Come si curavano una volta le malattie mentali?

Il 10 ottobre è la Giornata della salute mentale. Ma come si curavano le malattie mentali, vere e presunte, in passato? Con metodi al limite del sadismo.

Dal 1992 l'Organizzazione delle nazioni unite ha indetto per il 10 ottobre la Giornata mondiale della salute mentale (World Mental Health Day) per promuovere la consapevolezza e la difesa contro lo stigma sociale. Ripercorriamo come è evoluto nel corso dei secoli l'atteggiamento della scienza e della medicina riguardo la malattia mentale – e come si è "aggiornato", di conseguenza il modo di affrontarla – in questo articolo tratto dagli archivi di Focus Storia.
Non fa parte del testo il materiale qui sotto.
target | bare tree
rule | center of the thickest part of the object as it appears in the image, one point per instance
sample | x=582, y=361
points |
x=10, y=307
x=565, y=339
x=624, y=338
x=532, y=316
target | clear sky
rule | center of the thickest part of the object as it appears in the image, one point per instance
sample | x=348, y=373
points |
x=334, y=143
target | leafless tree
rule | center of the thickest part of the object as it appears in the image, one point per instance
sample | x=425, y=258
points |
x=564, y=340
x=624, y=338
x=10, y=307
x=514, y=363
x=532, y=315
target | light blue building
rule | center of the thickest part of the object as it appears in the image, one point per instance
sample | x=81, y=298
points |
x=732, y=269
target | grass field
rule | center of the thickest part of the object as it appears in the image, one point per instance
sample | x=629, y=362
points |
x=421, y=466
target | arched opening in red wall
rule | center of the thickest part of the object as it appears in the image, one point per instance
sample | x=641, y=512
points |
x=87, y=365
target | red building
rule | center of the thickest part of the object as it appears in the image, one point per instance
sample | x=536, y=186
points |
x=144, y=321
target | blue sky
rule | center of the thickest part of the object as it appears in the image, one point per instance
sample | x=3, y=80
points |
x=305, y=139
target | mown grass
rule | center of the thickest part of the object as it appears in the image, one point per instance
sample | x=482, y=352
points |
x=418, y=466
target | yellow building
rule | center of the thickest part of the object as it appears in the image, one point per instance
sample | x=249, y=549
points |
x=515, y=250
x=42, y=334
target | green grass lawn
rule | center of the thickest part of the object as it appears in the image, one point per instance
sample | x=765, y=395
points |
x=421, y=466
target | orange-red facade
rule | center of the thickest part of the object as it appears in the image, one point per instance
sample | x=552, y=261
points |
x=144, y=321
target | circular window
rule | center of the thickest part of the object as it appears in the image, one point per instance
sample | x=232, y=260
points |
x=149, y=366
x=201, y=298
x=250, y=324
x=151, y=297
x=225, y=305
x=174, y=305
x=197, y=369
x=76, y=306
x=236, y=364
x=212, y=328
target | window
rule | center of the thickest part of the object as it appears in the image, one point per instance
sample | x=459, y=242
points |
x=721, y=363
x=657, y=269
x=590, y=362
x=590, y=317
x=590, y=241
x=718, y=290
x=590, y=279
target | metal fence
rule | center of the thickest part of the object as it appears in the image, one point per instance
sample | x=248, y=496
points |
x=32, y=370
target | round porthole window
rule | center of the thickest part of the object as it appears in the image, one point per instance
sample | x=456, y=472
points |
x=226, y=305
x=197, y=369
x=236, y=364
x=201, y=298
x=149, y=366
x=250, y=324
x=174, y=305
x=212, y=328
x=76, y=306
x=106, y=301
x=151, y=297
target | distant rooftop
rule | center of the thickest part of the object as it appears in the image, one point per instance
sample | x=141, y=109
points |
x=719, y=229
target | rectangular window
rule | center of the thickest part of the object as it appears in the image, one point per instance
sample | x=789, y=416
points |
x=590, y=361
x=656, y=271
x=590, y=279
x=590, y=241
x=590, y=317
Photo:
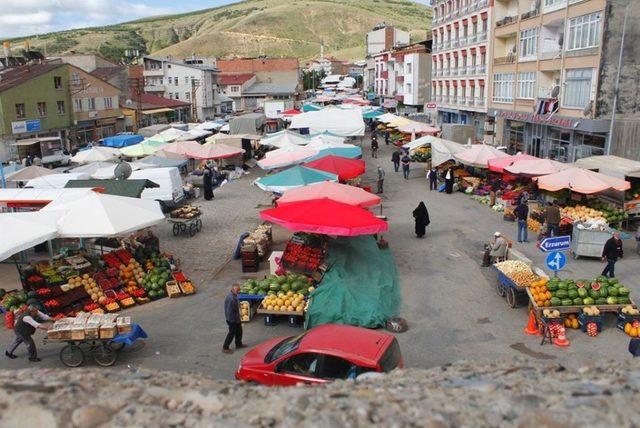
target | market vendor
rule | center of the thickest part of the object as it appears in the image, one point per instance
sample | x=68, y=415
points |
x=25, y=326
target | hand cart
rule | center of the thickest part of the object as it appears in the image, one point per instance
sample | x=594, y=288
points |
x=189, y=226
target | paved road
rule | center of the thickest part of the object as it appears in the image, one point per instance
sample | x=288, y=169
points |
x=448, y=299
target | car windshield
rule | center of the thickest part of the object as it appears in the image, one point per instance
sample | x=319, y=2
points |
x=283, y=348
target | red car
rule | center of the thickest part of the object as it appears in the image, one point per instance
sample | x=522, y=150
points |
x=319, y=355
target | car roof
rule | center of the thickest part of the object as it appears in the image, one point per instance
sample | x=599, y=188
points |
x=360, y=345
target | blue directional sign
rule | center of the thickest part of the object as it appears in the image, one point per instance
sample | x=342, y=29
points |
x=556, y=261
x=555, y=243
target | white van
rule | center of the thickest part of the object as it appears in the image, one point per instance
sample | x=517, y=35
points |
x=170, y=193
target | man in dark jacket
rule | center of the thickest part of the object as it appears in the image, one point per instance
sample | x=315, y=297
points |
x=611, y=252
x=232, y=316
x=522, y=213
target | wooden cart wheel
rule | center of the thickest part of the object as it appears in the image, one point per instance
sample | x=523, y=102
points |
x=511, y=297
x=104, y=355
x=72, y=355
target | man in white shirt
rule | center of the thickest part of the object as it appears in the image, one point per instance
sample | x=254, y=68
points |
x=25, y=326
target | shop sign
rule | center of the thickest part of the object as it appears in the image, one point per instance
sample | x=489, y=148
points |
x=537, y=118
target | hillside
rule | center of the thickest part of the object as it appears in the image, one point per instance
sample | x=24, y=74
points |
x=249, y=28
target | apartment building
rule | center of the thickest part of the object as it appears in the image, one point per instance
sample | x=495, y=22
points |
x=462, y=34
x=193, y=81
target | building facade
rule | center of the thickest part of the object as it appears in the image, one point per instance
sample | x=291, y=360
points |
x=462, y=33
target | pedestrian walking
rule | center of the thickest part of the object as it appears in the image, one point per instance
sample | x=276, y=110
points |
x=395, y=158
x=380, y=181
x=421, y=217
x=522, y=214
x=232, y=316
x=405, y=160
x=611, y=253
x=432, y=176
x=24, y=328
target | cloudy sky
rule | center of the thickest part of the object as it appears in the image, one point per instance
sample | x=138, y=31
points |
x=26, y=17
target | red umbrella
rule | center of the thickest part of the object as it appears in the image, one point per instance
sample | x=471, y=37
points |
x=325, y=216
x=344, y=168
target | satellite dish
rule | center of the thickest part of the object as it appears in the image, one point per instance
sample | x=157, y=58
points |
x=122, y=171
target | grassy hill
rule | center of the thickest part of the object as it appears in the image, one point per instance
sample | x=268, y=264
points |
x=249, y=28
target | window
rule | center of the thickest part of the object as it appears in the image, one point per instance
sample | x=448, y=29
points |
x=577, y=88
x=528, y=43
x=20, y=111
x=584, y=32
x=526, y=85
x=503, y=87
x=42, y=109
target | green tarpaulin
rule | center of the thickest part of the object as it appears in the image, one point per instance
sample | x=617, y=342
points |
x=360, y=288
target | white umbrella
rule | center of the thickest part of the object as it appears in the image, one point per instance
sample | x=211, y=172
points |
x=21, y=231
x=96, y=154
x=100, y=215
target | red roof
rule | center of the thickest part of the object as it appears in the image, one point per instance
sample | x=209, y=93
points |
x=234, y=79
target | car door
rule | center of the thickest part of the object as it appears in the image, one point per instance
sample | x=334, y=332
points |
x=299, y=368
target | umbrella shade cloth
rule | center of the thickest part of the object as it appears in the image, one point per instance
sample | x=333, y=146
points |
x=98, y=215
x=499, y=164
x=325, y=216
x=286, y=156
x=535, y=167
x=21, y=231
x=96, y=154
x=292, y=178
x=147, y=147
x=344, y=168
x=215, y=151
x=335, y=191
x=479, y=155
x=581, y=181
x=29, y=173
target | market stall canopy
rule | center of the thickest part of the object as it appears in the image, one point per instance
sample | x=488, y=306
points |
x=344, y=168
x=98, y=215
x=335, y=191
x=581, y=181
x=29, y=173
x=96, y=154
x=535, y=167
x=145, y=148
x=292, y=178
x=21, y=231
x=498, y=164
x=478, y=155
x=613, y=166
x=283, y=139
x=286, y=156
x=345, y=123
x=121, y=140
x=325, y=216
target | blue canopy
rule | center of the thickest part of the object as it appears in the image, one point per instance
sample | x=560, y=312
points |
x=119, y=141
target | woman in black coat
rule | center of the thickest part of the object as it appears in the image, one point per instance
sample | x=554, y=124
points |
x=421, y=216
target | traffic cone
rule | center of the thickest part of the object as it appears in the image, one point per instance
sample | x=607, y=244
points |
x=561, y=340
x=532, y=328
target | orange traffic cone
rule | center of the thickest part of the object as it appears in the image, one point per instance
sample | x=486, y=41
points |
x=532, y=328
x=561, y=340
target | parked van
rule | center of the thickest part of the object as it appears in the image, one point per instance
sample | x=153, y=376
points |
x=170, y=193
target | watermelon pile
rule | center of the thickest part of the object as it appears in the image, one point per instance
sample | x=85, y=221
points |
x=600, y=291
x=273, y=284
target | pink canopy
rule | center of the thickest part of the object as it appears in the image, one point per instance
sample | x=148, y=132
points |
x=581, y=181
x=215, y=151
x=536, y=167
x=335, y=191
x=326, y=217
x=479, y=155
x=498, y=164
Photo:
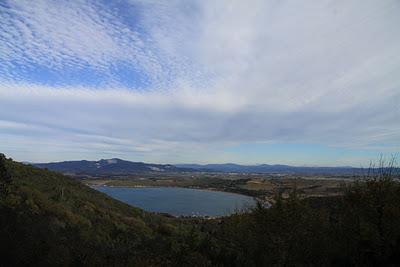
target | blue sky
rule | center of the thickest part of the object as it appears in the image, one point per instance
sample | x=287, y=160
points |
x=315, y=83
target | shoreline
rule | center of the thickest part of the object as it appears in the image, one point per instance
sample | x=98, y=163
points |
x=184, y=187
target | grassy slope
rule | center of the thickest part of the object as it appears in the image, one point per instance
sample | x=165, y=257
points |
x=51, y=219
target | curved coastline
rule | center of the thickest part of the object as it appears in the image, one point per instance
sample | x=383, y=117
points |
x=197, y=211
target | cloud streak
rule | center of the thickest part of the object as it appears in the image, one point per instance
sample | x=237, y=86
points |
x=217, y=75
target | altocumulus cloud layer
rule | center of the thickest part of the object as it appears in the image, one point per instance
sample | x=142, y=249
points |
x=180, y=81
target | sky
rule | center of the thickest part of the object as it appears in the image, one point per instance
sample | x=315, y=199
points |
x=202, y=81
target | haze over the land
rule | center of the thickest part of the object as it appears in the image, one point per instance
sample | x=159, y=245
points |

Purghe, salassi, torture e segregazioni: per guarire la malattia mentale in passato si è provato di tutto. Ma prima di parlare di cure bisogna fare una premessa. Non sempre i "matti" sono stati considerati soggetti da curare, anzi. Secondo storici e antropologi, nell'antichità si teneva in grande considerazione chi aveva strane manie. Basti pensare all'antica Grecia, dove i folli non erano considerati malati, e anziché recluderli e contenerli si lasciavano circolare liberamente, ma non solo.

Non solo in epoche arcaiche. Probabilmente i profeti e gli oracoli erano persone affette da disturbi della personalità (o con l'epilessia, secondo alcuni) capaci di avere visioni e "sentire le voci" e quindi considerati in contatto con il mondo degli spiriti e degli dèi. E non accadeva solo nelle epoche arcaiche: fino all'Ottocento, nella tradizione slava si pensava che i "folli in Cristo" agissero su ispirazione di Dio. Fine della premessa. E anche del "lato buono" della follia. Sì, perché i tentativi (iniziati secoli fa) di comprendere i meccanismi della mente e di aggiustarli quando si "inceppano" hanno portato ad atteggiamenti, di fronte alla malattia mentale, tutt'altro che comprensivi.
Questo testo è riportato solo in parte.